Question

(please show work)

A rock is dropped off of a cliff. It falls to the ground in 10 seconds. Answer the following questions assuming that there is no air resistance.


c. What is the instantaneous velocity of the rock just before it hit the ground?


d.Find the rock's displacement for the 10 seconds.​

Answer 1

c. -98 m/s

The motion of the rock is a uniformly accelerated motion (free fall) with constant acceleration
`g=-9.8 m/s^2` (negative since it is downward).
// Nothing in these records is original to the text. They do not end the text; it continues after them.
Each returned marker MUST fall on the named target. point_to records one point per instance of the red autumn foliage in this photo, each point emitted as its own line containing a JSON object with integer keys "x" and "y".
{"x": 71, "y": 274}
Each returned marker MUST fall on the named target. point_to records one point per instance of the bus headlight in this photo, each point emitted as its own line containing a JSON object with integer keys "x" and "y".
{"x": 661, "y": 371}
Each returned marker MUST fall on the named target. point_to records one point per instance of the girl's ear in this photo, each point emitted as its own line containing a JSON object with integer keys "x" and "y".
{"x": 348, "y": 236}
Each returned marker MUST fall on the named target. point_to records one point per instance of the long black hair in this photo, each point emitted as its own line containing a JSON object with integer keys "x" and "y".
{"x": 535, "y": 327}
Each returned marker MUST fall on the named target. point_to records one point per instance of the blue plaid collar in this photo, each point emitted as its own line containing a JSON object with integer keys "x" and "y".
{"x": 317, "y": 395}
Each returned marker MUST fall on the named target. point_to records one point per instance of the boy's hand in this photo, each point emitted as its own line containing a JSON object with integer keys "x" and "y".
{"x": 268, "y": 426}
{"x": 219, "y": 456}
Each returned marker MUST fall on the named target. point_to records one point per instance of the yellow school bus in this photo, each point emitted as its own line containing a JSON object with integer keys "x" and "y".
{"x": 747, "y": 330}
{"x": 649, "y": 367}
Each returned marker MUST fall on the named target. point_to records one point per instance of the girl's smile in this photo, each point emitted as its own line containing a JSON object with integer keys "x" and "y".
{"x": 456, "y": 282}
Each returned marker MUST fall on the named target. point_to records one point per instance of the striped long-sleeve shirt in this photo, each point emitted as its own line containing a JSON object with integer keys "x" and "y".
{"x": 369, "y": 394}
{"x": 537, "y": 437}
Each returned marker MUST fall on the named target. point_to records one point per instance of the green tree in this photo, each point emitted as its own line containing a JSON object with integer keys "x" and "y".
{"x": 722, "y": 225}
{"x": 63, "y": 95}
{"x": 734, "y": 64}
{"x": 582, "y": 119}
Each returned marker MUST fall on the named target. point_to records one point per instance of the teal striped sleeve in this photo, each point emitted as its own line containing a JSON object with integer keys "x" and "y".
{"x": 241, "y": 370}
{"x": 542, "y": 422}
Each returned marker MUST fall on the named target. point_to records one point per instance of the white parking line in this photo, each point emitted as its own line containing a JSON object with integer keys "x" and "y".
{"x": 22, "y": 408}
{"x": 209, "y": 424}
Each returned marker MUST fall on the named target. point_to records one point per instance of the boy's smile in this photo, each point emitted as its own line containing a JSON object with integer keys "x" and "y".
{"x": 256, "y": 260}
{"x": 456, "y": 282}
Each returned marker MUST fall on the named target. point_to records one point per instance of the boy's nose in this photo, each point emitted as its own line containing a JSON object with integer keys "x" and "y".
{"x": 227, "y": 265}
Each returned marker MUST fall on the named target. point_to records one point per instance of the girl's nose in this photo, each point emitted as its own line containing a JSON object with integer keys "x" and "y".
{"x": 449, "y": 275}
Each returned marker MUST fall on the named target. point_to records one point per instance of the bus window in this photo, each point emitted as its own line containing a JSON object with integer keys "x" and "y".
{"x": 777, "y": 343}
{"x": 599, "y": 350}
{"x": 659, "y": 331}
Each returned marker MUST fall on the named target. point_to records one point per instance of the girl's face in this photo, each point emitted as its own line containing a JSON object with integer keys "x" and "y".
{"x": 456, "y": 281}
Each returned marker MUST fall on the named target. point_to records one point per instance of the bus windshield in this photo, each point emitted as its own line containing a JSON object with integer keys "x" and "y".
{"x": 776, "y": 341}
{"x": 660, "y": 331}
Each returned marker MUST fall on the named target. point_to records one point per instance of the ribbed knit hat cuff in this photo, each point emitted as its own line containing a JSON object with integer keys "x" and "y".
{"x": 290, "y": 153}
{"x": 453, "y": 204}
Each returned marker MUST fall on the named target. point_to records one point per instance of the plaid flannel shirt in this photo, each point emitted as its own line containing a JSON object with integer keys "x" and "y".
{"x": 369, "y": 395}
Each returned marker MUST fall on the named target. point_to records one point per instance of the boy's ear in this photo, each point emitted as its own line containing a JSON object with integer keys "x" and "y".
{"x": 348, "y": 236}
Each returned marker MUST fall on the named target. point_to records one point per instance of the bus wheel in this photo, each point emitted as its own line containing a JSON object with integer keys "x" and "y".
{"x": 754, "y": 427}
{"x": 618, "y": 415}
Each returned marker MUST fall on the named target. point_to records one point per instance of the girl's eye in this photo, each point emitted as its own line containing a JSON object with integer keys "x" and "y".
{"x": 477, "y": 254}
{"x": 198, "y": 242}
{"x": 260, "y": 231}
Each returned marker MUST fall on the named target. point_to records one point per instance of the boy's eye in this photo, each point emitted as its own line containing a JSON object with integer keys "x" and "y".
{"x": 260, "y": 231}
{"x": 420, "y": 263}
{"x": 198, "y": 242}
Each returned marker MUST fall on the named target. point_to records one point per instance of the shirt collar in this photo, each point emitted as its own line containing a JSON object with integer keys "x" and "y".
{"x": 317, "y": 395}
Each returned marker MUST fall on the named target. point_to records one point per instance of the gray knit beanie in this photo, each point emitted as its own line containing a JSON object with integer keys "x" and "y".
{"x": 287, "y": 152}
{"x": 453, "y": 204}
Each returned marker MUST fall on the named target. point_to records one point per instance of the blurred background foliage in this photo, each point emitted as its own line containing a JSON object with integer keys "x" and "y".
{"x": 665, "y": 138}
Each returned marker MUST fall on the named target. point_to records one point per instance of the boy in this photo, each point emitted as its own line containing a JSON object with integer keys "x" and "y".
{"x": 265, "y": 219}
Therefore, we can find its velocity using the following suvat equation

`v=u+gt`

where

v is the final velocity

u is the initial velocity

g is the acceleration of gravity

t is the time

For the rock in the problem,

u = 0

So, its velocity at t = 10 s is

`v=0+(-9.8)(10)=-98 m/s`

where the negative sign indicates that the velocity points downward.

d. -490 m

Since the motion is at constant acceleration, we can use another suvat equation:

`s=ut+(1)/(2)gt^2`

where

s is the displacement

u is the initial velocity

g is the acceleration of gravity

t is the time

Substituting:

u = 0

`g=-9.8 m/s^2`

t = 10 s

We find the rock's displacement:

`s=0+(1)/(2)(-9.8)(10)^2=-490 m`

where the negative sign means the displacement is downward.